27 января 1904 г., Санкт-Петербург
После молебна во славу русского воинства классный наставник сказал:
– Занятий сегодня не будет, господа. День-то какой, а? День гнева и народного единения во имя гордости российской!
Понизил голос, подмигнул доверительно:
– Учащимся гимназий запрещено участвовать в уличных манифестациях, но ныне – случай особый. От имени администрации заявляю: сегодня – можно. Не наказание ждёт вас, но одобрение.
Невский проспект был забит, уличное движение остановлено. Над толпой мелькали государственные флаги, рукописные плакаты; городовые отдавали честь нам, «сизарям»-гимназистам, студентам, прочей публике.
Какой-то господин, сняв шапку, затянул «Боже царя храни!» – и его не встретили насмешками – наоборот, поддержали.
На мосту через Мойку подхватили армейского поручика, принялись качать:
– Слава русским офицерам!
– Покажите азиатским варварам, что такое Русь великая, Русь святая!
– Урра!
Офицер взлетал в воздух, одной рукой вцепившись в фуражку, другой придерживая болтающиеся ножны. И растерянно косился на низкие перила моста: не перелететь бы на лёд.
Стайка разрумянившихся курсисток выискивала в толпе кадетов, юнкеров, офицеров – и дарила им вручную раскрашенные бумажные цветы. Самая бойкая, светловолосая и сероглазая, награждала ещё и поцелуем в щёку.

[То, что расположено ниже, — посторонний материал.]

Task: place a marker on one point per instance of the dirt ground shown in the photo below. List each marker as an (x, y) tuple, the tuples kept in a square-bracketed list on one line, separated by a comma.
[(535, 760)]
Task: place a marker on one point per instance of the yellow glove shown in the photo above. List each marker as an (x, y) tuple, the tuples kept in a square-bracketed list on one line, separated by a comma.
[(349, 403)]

Я загляделся на блондинку. Она сияла, словно маленькое солнце посреди сумрачной питерской зимы; улыбка её обнажала влажные ровные зубы, а лёгкие локоны выбивались из-под меховой шапочки в прелестном беспорядке.

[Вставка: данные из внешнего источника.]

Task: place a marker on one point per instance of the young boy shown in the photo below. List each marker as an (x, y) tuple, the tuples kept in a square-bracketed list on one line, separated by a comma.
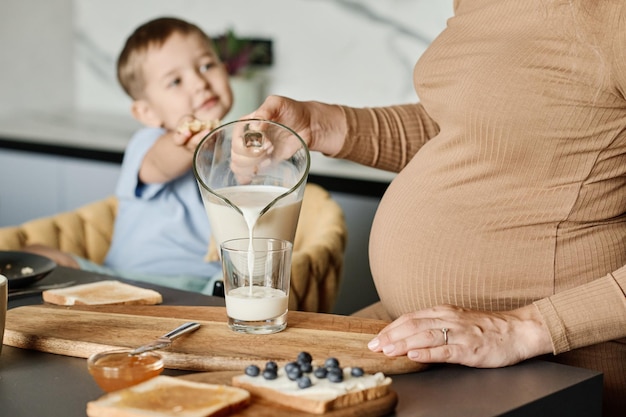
[(171, 71)]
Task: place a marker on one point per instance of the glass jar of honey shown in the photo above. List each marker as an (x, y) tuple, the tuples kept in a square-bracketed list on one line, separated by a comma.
[(117, 369)]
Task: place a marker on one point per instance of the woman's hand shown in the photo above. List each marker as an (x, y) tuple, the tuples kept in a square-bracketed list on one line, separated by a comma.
[(457, 335), (321, 126)]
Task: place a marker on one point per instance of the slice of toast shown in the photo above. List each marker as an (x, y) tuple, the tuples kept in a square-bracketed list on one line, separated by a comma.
[(164, 396), (109, 292), (322, 396)]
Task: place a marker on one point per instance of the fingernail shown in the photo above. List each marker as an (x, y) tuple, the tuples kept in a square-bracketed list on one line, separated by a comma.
[(388, 349), (373, 344)]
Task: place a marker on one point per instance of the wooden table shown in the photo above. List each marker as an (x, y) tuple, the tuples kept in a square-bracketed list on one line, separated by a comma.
[(34, 383)]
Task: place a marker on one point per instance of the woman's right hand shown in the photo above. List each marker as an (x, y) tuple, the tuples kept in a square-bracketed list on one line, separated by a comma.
[(321, 126)]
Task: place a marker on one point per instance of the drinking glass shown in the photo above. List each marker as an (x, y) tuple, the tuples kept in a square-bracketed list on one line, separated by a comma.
[(256, 284)]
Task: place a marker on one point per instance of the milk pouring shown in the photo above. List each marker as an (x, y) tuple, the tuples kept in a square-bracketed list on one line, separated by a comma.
[(263, 202)]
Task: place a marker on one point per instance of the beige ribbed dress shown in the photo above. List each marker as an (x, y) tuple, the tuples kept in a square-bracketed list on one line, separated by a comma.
[(512, 183)]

Красавица заметила мой восхищённый взгляд. Подмигнула:
– Не смущайтесь, господин гимназист. Поступайте в вольноопределяющиеся, и тогда, может быть, я поцелую и вас.
Я молчал, растерянный.
– Вы так мило краснеете, ха-ха-ха! – рассмеялась незнакомка.
– Олюшка! Оля Корф, ну что же ты застряла, побежали дальше, – позвали подружки.
И она исчезла, оставив меня с бьющимся напрасно сердцем.
Пьяненький купчик поймал мальчишку-газетчика, сунул ему смятую ассигнацию, схватил пачку «Ведомостей» с царским манифестом и принялся расшвыривать: газетные листы испуганными голубями порхали над студенческими и гимназическими фуражками, над картузами рабочих и женскими шапочками; их ловили мозолистые лапищи мастеровых и нежные пальцы в тонких перчатках.
На фонарный столб забрался молодой человек с диким взором, в жёлтом банте, лохматый – явно поэт. Жандарм не пытался остановить безобразие – наоборот, аккуратно придерживал пиита за штанину с растрепанными штрипками и одобрительно улыбался.